The next election tests the opposition’s views.

If the programme overlaps with the opinions of the largest number of voters in the country, the opposition becomes the new government.

If it doesn’t, it remains in opposition.

So far so straight forward.

However, in the United Kingdom, this simple truism no longer holds, if it ever really did.

What was tacit before the 2016 referendum has become explicit.

The losing side has no wish to accept defeat. It carries its lack of success at the ballot box as a badge of honour.

For close to a decade, the losers have worked tirelessly to destroy any vestige of the consensus required for a proper democracy to sustain itself.

The challenge was too great.

The establishment invested too much of its modest intellectual capability to allow the great unwashed to have a say on the simple matter of our country’s sovereignty.

Indeed, the concept itself is not recognised by our established order. 

Unable to defend the European Union and its many sclerotic associated institutions but fully convinced, cult-like, in the righteousness of their supranational cause, they lost their sense of decorum and became totalitarian.

Boris Johnson was ousted on the flimsiest of charges – on a great deal of manufactured and vindictive sound and fury.

The upshot will be that no politician will ever be allowed to survive in office for long enough to challenge the status of our hapless, unprepossessing but strangely powerful bureaucrats.

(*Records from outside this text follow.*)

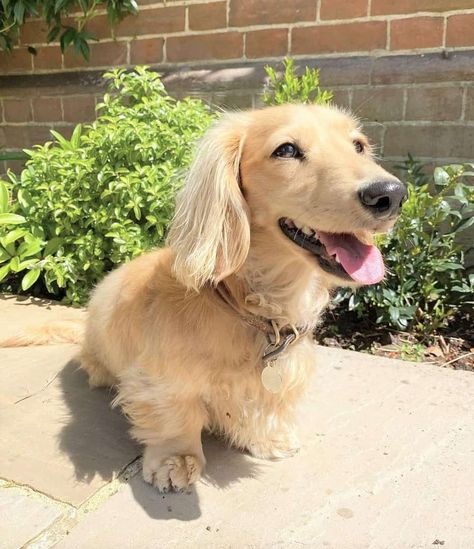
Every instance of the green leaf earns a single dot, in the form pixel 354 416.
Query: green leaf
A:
pixel 19 11
pixel 30 278
pixel 76 136
pixel 4 271
pixel 11 219
pixel 4 197
pixel 441 177
pixel 53 245
pixel 13 235
pixel 67 37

Some might rejoice because they didn’t like Boris the character; others might think he was too chaotic so deserved to be defenestrated outside of the electoral process; yet others might have come to believe that his crimes dwarfed those of his many predecessors.

After all Blair was only responsible for the destruction of much of the Middle East and for using mass immigration as a tool against his political opponents.

We all remember Andrew Neather writing in the Evening Standard in 2009 that Blair’s plan was to “rub the Right’s nose in diversity” and so he did, while simultaneously turning a blind eye to the growing grooming scandals that now plague all our cities – the greatest of all disgraces in our country’s recent history.

Brown, for his part, merely bankrupted the country. Day after day, he claimed to have magically conquered economic cycles, promising equally frequently that under his myopic watch, there would be “no more boom and bust”.

In due course, he delivered the greatest crash in living memory, the effects of which we still suffer from today. So catastrophic was his tenure that on his way out Liam Byrne, Chief Secretary to the Treasury under Brown, left a note for his successor saying “I’m afraid there is no money” left in the country’s coffers.

Most right thinking people will see Boris’ treatment for what it truly is: a bureaucratic coup against the people of our country.

Our parliament will, henceforth, do the bidding of the State – turning the concept of democracy on its head.

Our politicians, Sunak and Starmer included, will know that to survive in office, they will have to kowtow to the permanent state.

Their role will be to submit and survive but never to challenge, giving the establishment a fig-leaf under which to cover its gross overreach.

In short, “the mother of parliaments” is no more.

She has been usurped by a furious, hate-filled and treasonable nexus of government officials, parliamentarians, civil servants, and many others in the broader state apparatus.

Their aim is to re-impose the obviously failed system of political decision outsourcing to bodies beyond our shores and outside our scrutiny.

Westminster will become increasingly more like the National Congress of the Chinese Communist Party or The People’s Assembly of North Korea.

It will be there to rubber stamp. In doing so, it will give, for a time, the impression that the United Kingdom, like China to the outside world, is being competently run because disagreements on fundamentals will no longer manifest themselves.

The establishment has openly turned against the British public. It no longer respects it. It has spent too long insulting those who pay their hefty salaries to change course.

This means that our freedoms, in due course, will vanish – as many of them already have.

Alex Story is Head of Business Development at a City broker working with Hedge Funds and other financial institutions. He stood for parliament in 2005, 2010 and 2015. In 2016, he won the right to represent Yorkshire & the Humber in the European Parliament. He didn’t take the seat.